A montagem desdobra-se em achados poéticos para nos oferecer as inúmeras histórias colhidas-vividas durante a pesquisa (realizada também em presídios): da crueza do noticiário que espetaculariza as mortes diárias de travestis; ao mundo de conto de fadas de Marcele (que como um abacaxi aprendeu na “pista” a ser amarga e doce); passando pela Bruna-Amélia (que se esforça para ser a dona de casa ideal para o marido); pelos conflitos da infância trans* (condensados no bullying escolar e no dilema sobre o uso de banheiros); chegando à narrativa daquela que sustentava um “boy” em troca do mínimo afeto. O que se tem é uma miríade de imagens TRAVESTCHYS, que se TRANS-formam e passam pelo dínamo que é o corpo de Silvero, ao ponto de não mais sabemos quem é ele e quem são as personagens.
V
Para além dos achados poéticos e das narrativas sobre as quais se constrói a dramaturgia, a maneira como o espetáculo lida com os afetos foi a que mais me chamou atenção. A cena oscila o tempo todo entre o prazer e a raiva, o humor e o ódio, a alegria e a dor, o medo e a ironia, a violência e a sátira. Isso me fez pensar em dois sentimentos-chave que têm sido utilizados para compreender as experiências sexuais desviantes: melancolia e gaiatice, com claro privilégio para o primeiro.

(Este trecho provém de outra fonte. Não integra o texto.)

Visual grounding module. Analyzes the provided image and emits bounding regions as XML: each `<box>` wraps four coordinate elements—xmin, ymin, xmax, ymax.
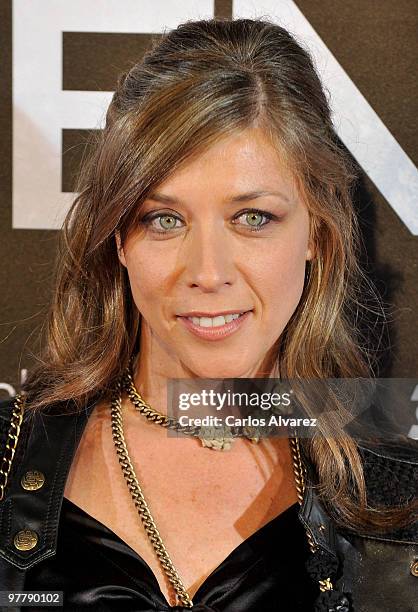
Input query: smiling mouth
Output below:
<box><xmin>177</xmin><ymin>310</ymin><xmax>252</xmax><ymax>340</ymax></box>
<box><xmin>180</xmin><ymin>310</ymin><xmax>249</xmax><ymax>327</ymax></box>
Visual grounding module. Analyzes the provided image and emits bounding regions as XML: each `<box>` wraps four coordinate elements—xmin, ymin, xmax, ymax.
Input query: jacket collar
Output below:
<box><xmin>0</xmin><ymin>400</ymin><xmax>386</xmax><ymax>569</ymax></box>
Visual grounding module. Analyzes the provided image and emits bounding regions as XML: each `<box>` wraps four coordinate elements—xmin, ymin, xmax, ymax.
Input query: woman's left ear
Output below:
<box><xmin>115</xmin><ymin>230</ymin><xmax>126</xmax><ymax>268</ymax></box>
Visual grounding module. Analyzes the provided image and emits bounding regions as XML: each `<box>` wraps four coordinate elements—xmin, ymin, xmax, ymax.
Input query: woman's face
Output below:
<box><xmin>117</xmin><ymin>128</ymin><xmax>312</xmax><ymax>378</ymax></box>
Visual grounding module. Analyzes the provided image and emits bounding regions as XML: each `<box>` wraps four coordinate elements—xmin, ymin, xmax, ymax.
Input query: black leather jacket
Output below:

Tomado de empréstimo a Freud, o conceito de melancolia é utilizado pelos estudos de sexualidades contemporâneos para falar de um sentimento de perda que marca especialmente a comunidade gay (por conta da Aids, mas também de toda a violência à qual os desviantes sexuais estão submetidos) e é produtivo, inclusive como elemento agregador da comunidade. Porque diferente do luto (ainda de acordo com Freud), que aos poucos se liberta do objeto perdido, na melancolia o sujeito não pode e não consegue escapar da perda, precisa dela.
Alguns pesquisadores, como José Esteban Muñoz no livro Desidentifications (1999), não enxergam a melancolia como algo negativo, mas como uma estrutura de pensamento ambivalente, que trabalha para reter o objeto perdido e é parte integrante da afirmação de uma identidade. Se a “história gay pode ser lida como um livro-funeral”, conforme alerta Muñoz, a melancolia tem sido vista como mais importante material na construção de uma história e de uma memória coletivas, a fim de iluminar o presente.
Outros pesquisadores, porém, enxergam a melancolia como um afeto negativo e preferem destacar o aspecto lúdico, jocoso, irônico, camp e satírico que também marca e agrega a comunidade de desviantes, chamando-o de uma gaiatice (gaiety) anárquica, que possui grande valor político. Penso, imediatamente no trabalho “Ópera”, do Coletivo Angu (PE), que manipula essa veia “gay-ata” para tratar de vivências desviantes[2]. Ou como afirma Sara Warner em Acts of gaiety: LGBT performance and the politics of pleasure (2013, p. xiii):
“As emoções dolorosas, e o desejo de evitá-las ou erradicá-las, desempenham um papel importante na criação de mundos políticos. As feridas servem como elementos constitutivos da identidade de qualquer grupo desassistido. É a experiência do passado traumático que dá sentido ao presente e fornece motivação para criar um futuro melhor. Isso é especialmente verdade para o Feminismo e a Teoria Queer, dois projetos utópicos que são constituídos por potentes histórias de violência, estigma e sofrimento. Um efeito do foco dos estudos de sexo e gênero na perda, no abuso e na abjeção, tem sido o privilégio aos afetos negativos, emoções que nos fazem sentir mal (a exemplo da vergonha, do desespero e da alienação), mas são politicamente eficazes, à medida que levam os grupos desassistidos a reconhecer, contestar e alterar as circunstâncias culturais, legais e sociais que lhes causam dor. Este estudo (o livro em questão) redireciona nossa atenção a outros aspectos das histórias de vida queer, ao documentar e afirmar o papel do prazer, do humor, da alegria e da frivolidade em moldar as maneiras que as minorias sexuais vêm a se compreender e a compreender os papéis para os quais foram convocadas”.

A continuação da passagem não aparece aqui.